On pense, par exemple, à un conducteur à qui il ne resterait que quatre points sur son permis de conduire et qui aurait été verbalisé pour franchissement d’un feu de signalisation au rouge. Cette infraction entraînant normalement à terme une décision de retrait de quatre points. L’enregistrement de la décision de retrait de quatre points, cinq ou six mois en retard pourra, par exemple, permettre à ce conducteur de suivre un stage de sensibilisation à la sécurité routière pour porter son capital de points à huit et avoir ainsi un solde suffisant.
Un enregistrement tardif de la décision de retrait de points de permis de conduire parfois très préjudiciable aux conducteurs
Nombreux sont les conducteurs à ne pas suivre très régulièrement l’évolution de leurs soldes de points.
Les mécanismes de récupération de points souvent un peu obscurs n’aident pas véritablement les conducteurs à y voir plus clair.
Beaucoup de ces conducteurs ont tendance à faire confiance aux courriers envoyés par l’administration pour les informer de l’évolution du solde de points (courrier référencé 48 envoyé en courrier simple). Ces courriers peuvent parfois induire le conducteur en erreur en lui faisant croire à un solde de points rassurant alors que certaines décisions de retrait de points pourtant anciennes n’ont toujours pas été enregistrées.
Des conducteurs incrédules face à l’absence de délai de prescription
Se voir retirer des points sur son permis un an, deux ans, encore trois ans après les faits peut bien évidemment interpeller les conducteurs et y compris les conducteurs les plus prudents. Et de nombreux contrevenant n’imaginent, d’ailleurs pas, qu’un tel retard dans l’enregistrement puisse être légal ou régulier.
Certains conducteurs en infraction à qui certains points n’ont pas été retirés pensent, parfois, bénéficier d’une clémence de la part du magistrat ou d’une défaillance de l’administration et partent du principe qu’il ne sera plus possible de venir, par la suite leur faire perdre leurs points.
C’est sans doute ce qui est arrivé à ce conducteur qui a été informé au début de l’année 2022 de la perte de six points sur son permis à la suite d’un jugement de juin 2021. Le courrier envoyé par l’administration lui a indiqué qu’il disposait désormais de six points sur son permis de conduire.

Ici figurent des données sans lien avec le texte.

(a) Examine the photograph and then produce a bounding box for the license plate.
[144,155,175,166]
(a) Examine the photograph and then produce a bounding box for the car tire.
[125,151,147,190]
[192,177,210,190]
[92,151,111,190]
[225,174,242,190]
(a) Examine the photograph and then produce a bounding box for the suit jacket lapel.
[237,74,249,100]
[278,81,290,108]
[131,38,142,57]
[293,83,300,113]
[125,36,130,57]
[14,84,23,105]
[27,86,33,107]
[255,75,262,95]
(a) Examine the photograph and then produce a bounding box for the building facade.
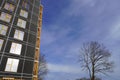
[0,0,42,80]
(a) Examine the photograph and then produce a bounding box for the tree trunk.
[91,64,95,80]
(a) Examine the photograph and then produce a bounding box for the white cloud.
[47,63,82,74]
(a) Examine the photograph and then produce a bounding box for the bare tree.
[38,54,48,80]
[79,41,113,80]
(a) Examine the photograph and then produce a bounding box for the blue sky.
[41,0,120,80]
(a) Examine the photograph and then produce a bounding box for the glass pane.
[20,10,28,18]
[5,58,19,72]
[0,39,4,51]
[0,24,8,35]
[4,3,15,12]
[14,30,24,40]
[0,12,12,22]
[10,43,22,55]
[17,19,26,28]
[22,0,29,10]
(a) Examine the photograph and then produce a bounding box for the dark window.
[22,0,29,10]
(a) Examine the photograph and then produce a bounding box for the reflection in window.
[22,0,29,10]
[5,58,19,72]
[17,19,26,28]
[10,42,22,55]
[0,39,4,51]
[20,10,28,18]
[4,3,15,12]
[0,24,8,35]
[0,12,12,22]
[14,30,24,40]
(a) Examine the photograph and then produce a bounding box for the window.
[22,0,29,10]
[14,30,24,40]
[0,12,12,22]
[9,0,17,3]
[5,58,19,72]
[10,42,22,55]
[4,3,15,12]
[0,24,8,35]
[17,19,26,28]
[0,39,4,51]
[20,10,28,18]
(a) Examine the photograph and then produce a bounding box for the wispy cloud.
[41,0,120,80]
[47,63,82,74]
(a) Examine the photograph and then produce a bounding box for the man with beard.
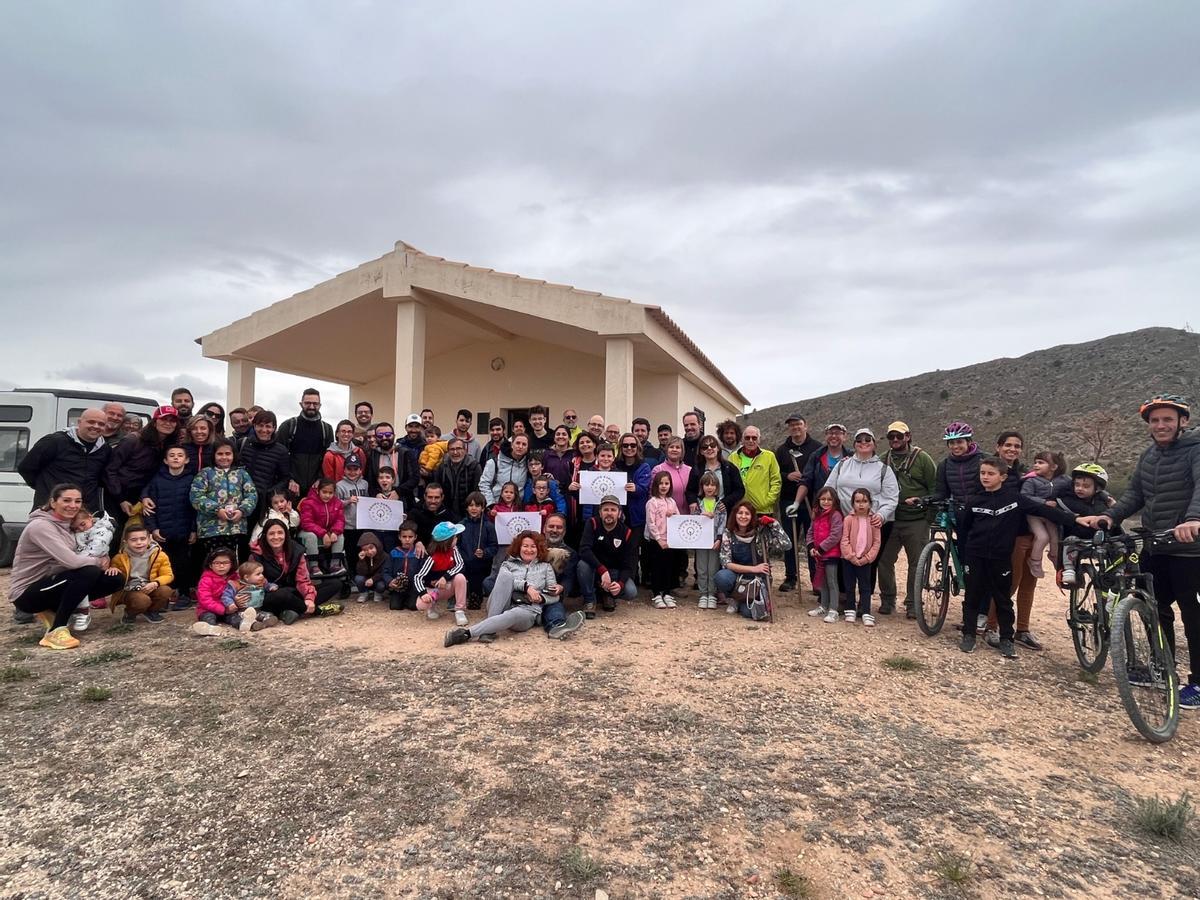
[277,388,334,497]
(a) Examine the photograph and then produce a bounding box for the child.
[112,526,175,624]
[142,446,196,610]
[354,532,388,604]
[190,438,258,559]
[487,481,521,522]
[458,491,496,610]
[413,520,468,628]
[383,521,421,610]
[192,547,263,637]
[1021,450,1067,578]
[646,472,681,610]
[691,472,727,610]
[841,487,880,628]
[300,478,346,576]
[809,487,844,623]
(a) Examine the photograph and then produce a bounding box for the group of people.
[10,389,1200,702]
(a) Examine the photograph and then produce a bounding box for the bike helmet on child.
[1070,462,1109,491]
[1138,394,1192,422]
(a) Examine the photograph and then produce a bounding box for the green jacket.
[880,446,937,522]
[730,449,784,515]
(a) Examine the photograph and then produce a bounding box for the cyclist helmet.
[1070,462,1109,491]
[1138,394,1192,422]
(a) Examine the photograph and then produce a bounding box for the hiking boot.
[1013,631,1043,650]
[546,612,583,641]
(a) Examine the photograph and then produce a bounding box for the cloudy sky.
[0,0,1200,413]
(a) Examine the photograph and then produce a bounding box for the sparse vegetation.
[1134,791,1196,842]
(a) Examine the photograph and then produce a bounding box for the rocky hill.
[744,328,1200,487]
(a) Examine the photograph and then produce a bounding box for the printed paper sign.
[667,516,716,550]
[580,472,629,506]
[354,497,404,532]
[496,512,541,547]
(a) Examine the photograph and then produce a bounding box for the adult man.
[724,427,784,516]
[576,494,637,619]
[1080,394,1200,709]
[274,388,334,498]
[777,413,821,593]
[878,419,937,619]
[170,388,196,428]
[17,409,113,511]
[683,412,700,472]
[434,433,484,522]
[634,416,662,468]
[529,406,554,450]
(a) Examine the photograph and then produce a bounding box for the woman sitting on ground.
[445,532,583,647]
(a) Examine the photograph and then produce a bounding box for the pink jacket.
[196,569,234,618]
[646,497,679,541]
[300,485,346,538]
[841,516,880,565]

Ayant même oublié que sa première affaire jugée à Bordeaux n’avait pas généré de décision de retrait de points, ce conducteur était persuadé de disposer de six points sur son capital de permis de conduire.
Ce conducteur avait certes dans l’idée de s’inscrire à un stage de sensibilisation à la sécurité routière pour récupérer quatre points sur son permis de conduire, néanmoins rien ne pressait pour lui puisqu’un courrier de l’administration lui certifiait qu’il disposer de six points sur son permis de conduire.
Quelques mois après ce premier courrier rassurant, ce conducteur reçoit un nouveau courrier, le redouté courrier recommandé 48 SI l’informant de l’invalidation de son permis de conduire. Ce courrier lui notifiait, en effet, la survenance d’une décision de retrait de six points sur son permis de conduire du fait d’une condamnation définitive prononcée par le Tribunal de grande instance de Bordeaux pour une infraction d’avril 2019.
Pour ce conducteur il est trop tard aujourd’hui pour suivre un stage de sensibilisation à la sécurité routière, il ne lui reste plus qu’à restituer aux autorités son permis de conduire et s’abstenir de reprendre le volant pendant au moins six mois.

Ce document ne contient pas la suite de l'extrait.